Coccidiosis is an avian intestinal disease caused by several distinct species of Eimeria parasites that damage the host’s intestinal system, resulting in poor nutrition absorption, reduced growth, and often death. Increasing evidence from recent studies indicates that immune-based strategies such as the use of recombinant vaccines and various dietary immunomodulating feed additives can improve host defense against intracellular parasitism and reduce intestinal damage due to inflammatory responses induced by parasites.
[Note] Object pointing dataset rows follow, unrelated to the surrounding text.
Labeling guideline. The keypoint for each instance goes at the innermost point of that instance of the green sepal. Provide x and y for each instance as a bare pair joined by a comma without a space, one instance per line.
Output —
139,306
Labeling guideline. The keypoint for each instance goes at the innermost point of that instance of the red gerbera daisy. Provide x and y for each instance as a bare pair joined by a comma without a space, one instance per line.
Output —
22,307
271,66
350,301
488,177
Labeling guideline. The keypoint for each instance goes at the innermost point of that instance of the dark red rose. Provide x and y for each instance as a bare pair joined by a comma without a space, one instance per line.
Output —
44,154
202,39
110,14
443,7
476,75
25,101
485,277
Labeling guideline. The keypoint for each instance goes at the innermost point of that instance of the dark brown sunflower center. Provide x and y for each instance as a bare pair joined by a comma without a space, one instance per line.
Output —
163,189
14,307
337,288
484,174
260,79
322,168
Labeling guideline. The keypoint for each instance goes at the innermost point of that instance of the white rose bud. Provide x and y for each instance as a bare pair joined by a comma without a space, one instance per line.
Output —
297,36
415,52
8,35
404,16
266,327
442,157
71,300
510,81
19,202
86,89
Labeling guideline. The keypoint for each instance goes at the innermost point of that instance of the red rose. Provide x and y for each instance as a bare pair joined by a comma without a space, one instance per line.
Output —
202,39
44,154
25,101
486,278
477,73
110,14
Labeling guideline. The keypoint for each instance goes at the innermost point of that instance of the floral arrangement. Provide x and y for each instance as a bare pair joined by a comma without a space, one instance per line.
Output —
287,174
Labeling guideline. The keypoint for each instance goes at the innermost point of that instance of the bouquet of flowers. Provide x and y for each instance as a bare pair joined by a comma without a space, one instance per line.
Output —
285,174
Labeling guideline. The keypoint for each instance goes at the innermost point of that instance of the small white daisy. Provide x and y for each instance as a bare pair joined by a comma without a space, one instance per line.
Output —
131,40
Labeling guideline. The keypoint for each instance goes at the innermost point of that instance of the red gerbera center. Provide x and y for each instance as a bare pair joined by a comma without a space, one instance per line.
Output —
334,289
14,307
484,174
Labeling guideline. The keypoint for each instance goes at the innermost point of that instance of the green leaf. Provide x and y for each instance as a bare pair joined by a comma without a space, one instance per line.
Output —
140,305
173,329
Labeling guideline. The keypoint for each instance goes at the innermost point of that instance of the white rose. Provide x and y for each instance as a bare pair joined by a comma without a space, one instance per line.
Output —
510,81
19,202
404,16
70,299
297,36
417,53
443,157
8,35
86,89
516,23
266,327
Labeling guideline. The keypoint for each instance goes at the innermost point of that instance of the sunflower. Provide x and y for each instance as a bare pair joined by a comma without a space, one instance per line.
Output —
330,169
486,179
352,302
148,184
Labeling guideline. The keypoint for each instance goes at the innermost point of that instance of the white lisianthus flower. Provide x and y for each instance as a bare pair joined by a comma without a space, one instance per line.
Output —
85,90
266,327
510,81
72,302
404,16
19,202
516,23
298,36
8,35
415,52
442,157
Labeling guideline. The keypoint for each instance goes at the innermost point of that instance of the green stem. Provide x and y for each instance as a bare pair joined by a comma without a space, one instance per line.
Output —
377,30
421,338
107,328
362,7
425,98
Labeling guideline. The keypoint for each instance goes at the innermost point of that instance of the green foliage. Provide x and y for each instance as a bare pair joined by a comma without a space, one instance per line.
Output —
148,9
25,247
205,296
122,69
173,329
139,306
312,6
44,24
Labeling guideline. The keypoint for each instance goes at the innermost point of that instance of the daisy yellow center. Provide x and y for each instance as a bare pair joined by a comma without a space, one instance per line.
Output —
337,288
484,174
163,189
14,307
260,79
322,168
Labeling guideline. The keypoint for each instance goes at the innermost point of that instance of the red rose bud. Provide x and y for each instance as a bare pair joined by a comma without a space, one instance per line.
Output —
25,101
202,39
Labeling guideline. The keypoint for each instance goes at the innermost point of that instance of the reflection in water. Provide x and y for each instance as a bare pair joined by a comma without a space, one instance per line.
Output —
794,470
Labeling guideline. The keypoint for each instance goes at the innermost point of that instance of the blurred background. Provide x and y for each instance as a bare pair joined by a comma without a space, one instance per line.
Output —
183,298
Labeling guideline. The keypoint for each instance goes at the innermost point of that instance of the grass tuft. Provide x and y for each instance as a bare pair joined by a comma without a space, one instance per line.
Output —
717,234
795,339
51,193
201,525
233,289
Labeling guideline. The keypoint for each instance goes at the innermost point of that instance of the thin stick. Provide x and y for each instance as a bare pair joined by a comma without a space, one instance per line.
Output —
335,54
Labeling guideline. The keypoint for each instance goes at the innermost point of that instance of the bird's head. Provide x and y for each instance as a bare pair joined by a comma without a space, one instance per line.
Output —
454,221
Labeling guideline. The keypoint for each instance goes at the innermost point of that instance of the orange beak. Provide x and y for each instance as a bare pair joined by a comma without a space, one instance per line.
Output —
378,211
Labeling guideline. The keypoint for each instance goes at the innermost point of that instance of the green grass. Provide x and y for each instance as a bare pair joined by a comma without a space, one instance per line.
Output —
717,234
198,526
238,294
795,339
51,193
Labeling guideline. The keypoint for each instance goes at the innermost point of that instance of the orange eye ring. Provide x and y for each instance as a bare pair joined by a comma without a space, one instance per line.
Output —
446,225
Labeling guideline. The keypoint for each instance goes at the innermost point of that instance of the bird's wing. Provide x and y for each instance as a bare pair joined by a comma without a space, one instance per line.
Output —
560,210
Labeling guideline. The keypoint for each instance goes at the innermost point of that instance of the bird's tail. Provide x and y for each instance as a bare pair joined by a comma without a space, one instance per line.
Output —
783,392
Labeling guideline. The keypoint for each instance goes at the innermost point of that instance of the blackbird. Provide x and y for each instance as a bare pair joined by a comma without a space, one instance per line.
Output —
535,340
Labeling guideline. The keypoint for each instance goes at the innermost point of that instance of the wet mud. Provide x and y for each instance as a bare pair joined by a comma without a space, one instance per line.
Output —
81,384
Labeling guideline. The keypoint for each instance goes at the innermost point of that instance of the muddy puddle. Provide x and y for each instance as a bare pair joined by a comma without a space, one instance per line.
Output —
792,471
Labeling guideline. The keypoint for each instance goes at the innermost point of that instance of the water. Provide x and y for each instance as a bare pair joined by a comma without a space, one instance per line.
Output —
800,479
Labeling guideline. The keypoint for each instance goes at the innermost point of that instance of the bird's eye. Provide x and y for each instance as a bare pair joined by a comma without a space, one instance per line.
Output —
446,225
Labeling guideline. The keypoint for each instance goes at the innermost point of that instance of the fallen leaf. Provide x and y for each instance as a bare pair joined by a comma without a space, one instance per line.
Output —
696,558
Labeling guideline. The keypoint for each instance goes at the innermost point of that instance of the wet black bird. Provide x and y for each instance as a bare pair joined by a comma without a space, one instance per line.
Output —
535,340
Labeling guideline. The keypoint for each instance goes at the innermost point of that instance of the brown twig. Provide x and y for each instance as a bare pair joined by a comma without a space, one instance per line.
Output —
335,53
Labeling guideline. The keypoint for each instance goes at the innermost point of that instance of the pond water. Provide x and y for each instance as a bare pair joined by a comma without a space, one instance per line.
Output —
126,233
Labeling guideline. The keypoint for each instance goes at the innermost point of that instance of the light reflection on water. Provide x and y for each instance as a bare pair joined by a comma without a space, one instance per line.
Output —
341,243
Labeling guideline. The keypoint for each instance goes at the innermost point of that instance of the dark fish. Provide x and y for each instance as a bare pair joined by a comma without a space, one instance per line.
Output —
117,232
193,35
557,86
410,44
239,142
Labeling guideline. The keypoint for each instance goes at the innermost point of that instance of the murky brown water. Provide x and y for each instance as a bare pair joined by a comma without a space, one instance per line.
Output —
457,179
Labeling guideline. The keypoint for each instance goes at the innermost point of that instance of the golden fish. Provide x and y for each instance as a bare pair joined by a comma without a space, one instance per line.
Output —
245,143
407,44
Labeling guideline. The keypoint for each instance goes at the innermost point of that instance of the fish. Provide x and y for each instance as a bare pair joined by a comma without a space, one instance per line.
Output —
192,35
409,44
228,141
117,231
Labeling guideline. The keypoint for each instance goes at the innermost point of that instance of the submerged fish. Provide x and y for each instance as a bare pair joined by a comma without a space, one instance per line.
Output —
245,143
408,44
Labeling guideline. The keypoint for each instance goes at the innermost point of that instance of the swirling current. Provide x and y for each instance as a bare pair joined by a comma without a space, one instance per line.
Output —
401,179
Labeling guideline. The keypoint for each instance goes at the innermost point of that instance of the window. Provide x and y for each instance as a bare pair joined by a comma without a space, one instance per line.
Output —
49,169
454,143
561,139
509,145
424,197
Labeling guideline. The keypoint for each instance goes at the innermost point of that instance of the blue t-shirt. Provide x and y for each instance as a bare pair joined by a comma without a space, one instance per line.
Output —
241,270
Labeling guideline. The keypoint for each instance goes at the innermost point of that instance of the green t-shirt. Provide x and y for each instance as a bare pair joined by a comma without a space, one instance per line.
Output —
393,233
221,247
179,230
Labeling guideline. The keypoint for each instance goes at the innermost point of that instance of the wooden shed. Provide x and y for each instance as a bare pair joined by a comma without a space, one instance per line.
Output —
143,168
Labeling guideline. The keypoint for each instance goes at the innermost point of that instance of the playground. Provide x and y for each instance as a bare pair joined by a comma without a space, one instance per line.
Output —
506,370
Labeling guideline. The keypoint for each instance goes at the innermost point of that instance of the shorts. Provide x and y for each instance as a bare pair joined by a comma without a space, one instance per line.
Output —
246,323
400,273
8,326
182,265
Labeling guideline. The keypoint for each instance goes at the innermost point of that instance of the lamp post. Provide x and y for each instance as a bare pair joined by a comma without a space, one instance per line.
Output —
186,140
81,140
Therefore, a comprehensive understanding of the complex interactions between the host immune system, gut microbiota, enteroendocrine system, and parasites that contribute to the outcome of coccidiosis is necessary to develop logical strategies to control coccidiosis in the post-antibiotic era. Most important for vaccine development is the need to understand the protective role of the local intestinal immune response and the identification of various effector molecules which mediate anti-coccidial activity against intracellular parasites. This review summarizes the current understanding of the host immune response to coccidiosis in poultry and discusses various non-antibiotic strategies which are being developed for coccidiosis control. A better understanding of the basic immunobiology of pertinent host–parasite interactions in avian coccidiosis will facilitate the development of effective anti-Eimeria strategies to mitigate the negative effects of coccidiosis.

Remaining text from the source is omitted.